Her punctuality helped them catch HER 2-positive breast cancer in Stage 2. Despite her vigilance, she was still floored by the finding. She was immediately put at ease by surgical oncologist Robert Shenk, MD, who sat down across from her, crossed his legs, leaned back in his chair and with a calm demeanor intoned, “How can I help you get through this?”
Bernadette exhaled – and she didn’t even realize she had been holding her breath.
Not Just Support, But Hope
“As soon as he reassured me that we were going to get through this, I stopped feeling like a victim, like something had happened to me, and then I started feeling like a participant in my care,” recalls Bernadette of that fateful meeting 15 years ago. “I knew I was not in this all by myself. I know doctors are busy, but I didn’t get that feeling from him. I felt not just support, I felt hope.”
“I was getting my strength from the hospital. Because I’ve had this great support system, it shored me up. See, they knew I was a person with a history – and a future.”
A mother of two young boys at the time, Bernadette realized she could not forge through this cancer journey alone. She accessed The Gathering Place for services to help her sons and herself, which included healthy cooking classes and free massages. A support group for African-Americans was particularly helpful. She vividly remembers the stirring moment a woman declared she was a 20-year cancer survivor. Bernadette vowed to speak those very same words herself someday. She even participated in a memorable play-writing workshop that resulted in a collaborative performance with multiple survivors called “From Breast Cancer to Broadway,” which was performed at the Cleveland Playhouse, Karamu House and an off-Broadway theater.
A Good Teacher
In some strange way, Bernadette found cancer to be a blessing. She learned she was stronger than she ever knew, and needed fewer material things than she would have ever believed. Having 100 pairs of shoes no longer mattered.
Through lumpectomies, a mastectomy, chemotherapy and radiation therapy, Bernadette developed a profound appreciation for each and every day. She dedicated her energy to finding beauty and goodness in every hour.
When the phases of treatment mark your days, peace can be found in unexpected places. Cancer forced Bernadette to slow down and think differently. Cancer was a gut punch, she admits. But when she pulled herself together, she lifted her head higher.
“Now I am a better version of myself,” Bernadette says. “I can get through anything. I feel empowered, and that’s been liberating. I live fully in the moment now. That’s a blessing. I really appreciate my moments now and don’t forget to pay attention to the lessons right before me.

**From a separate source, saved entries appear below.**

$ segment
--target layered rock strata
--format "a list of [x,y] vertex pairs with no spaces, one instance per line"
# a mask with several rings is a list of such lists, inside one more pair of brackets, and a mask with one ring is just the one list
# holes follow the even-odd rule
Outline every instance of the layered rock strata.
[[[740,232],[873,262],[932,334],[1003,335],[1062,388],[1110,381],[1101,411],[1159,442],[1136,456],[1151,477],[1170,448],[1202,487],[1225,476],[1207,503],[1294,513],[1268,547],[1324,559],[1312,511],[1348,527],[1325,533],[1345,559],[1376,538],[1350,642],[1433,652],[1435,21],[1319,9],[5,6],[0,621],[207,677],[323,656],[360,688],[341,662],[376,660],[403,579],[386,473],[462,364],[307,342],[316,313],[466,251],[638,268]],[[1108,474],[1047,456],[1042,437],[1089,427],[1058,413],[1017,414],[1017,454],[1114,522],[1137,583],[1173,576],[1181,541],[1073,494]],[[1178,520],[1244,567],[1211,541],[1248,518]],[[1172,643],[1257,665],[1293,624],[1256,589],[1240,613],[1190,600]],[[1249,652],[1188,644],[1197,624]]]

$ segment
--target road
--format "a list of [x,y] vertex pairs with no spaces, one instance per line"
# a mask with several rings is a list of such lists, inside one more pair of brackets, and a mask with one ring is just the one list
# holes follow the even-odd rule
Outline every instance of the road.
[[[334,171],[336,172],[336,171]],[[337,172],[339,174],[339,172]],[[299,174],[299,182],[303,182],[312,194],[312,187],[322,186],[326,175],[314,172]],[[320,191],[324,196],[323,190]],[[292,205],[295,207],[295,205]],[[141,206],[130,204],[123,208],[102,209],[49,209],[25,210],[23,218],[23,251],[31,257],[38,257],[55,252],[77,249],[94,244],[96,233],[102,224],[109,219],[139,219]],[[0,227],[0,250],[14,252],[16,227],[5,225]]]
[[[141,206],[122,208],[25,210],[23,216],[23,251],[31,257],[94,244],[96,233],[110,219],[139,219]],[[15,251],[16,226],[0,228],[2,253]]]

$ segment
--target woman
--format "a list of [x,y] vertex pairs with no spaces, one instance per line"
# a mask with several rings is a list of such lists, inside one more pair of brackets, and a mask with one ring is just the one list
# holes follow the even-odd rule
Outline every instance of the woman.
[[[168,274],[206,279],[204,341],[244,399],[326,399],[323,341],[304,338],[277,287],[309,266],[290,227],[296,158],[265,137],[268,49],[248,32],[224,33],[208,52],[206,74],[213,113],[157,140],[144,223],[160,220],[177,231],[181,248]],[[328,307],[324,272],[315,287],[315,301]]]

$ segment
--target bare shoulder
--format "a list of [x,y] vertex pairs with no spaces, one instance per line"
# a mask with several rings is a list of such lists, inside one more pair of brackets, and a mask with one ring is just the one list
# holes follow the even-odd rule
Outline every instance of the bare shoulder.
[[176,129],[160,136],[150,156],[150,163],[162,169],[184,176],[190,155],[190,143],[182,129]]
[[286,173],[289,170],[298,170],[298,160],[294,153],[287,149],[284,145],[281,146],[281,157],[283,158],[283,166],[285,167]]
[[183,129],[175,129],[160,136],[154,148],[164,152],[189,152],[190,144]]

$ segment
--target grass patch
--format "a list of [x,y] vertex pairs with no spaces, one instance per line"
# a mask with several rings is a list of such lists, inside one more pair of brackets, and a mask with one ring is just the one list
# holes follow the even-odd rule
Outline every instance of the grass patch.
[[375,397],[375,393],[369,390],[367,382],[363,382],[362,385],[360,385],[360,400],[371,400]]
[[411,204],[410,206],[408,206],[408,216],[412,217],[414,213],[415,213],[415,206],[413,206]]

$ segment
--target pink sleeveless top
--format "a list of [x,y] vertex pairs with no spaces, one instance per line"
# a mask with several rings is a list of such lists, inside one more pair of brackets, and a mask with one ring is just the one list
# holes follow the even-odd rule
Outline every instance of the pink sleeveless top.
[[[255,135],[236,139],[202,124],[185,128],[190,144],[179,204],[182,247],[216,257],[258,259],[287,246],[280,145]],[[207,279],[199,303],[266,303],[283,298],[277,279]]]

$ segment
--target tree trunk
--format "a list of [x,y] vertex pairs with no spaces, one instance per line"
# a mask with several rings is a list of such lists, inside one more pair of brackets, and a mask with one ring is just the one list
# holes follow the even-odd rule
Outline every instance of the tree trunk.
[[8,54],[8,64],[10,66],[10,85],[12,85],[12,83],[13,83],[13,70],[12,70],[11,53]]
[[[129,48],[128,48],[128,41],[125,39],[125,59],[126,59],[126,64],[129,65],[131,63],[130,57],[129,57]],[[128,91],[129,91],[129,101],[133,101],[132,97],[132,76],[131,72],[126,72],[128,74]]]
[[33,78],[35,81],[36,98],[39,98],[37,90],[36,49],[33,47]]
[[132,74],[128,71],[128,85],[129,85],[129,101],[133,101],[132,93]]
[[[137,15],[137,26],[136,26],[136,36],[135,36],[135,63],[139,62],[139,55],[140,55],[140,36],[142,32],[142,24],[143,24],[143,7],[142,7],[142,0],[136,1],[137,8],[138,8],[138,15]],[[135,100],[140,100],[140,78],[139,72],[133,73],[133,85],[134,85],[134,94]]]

“Cancer has been a good teacher. It teaches you that you might not have a future, so what you’re left with is your present. It’s been empowering.”
Just One Hour
Bernadette advises every woman to mark their calendar during their birth month for a mammogram appointment. Early detection is the best cure, she knows. You have a better outcome when cancer can be removed early. And you can’t deny reality. Avoiding cancer screenings doesn’t mean you won’t have cancer, it only means you won’t know about it.
“I get the oil changed in my car every six months, and this is only once a year,” says Bernadette, now 66. “How could I take better care of my car than myself? It’s only one hour out of my life just to make sure I’m OK.”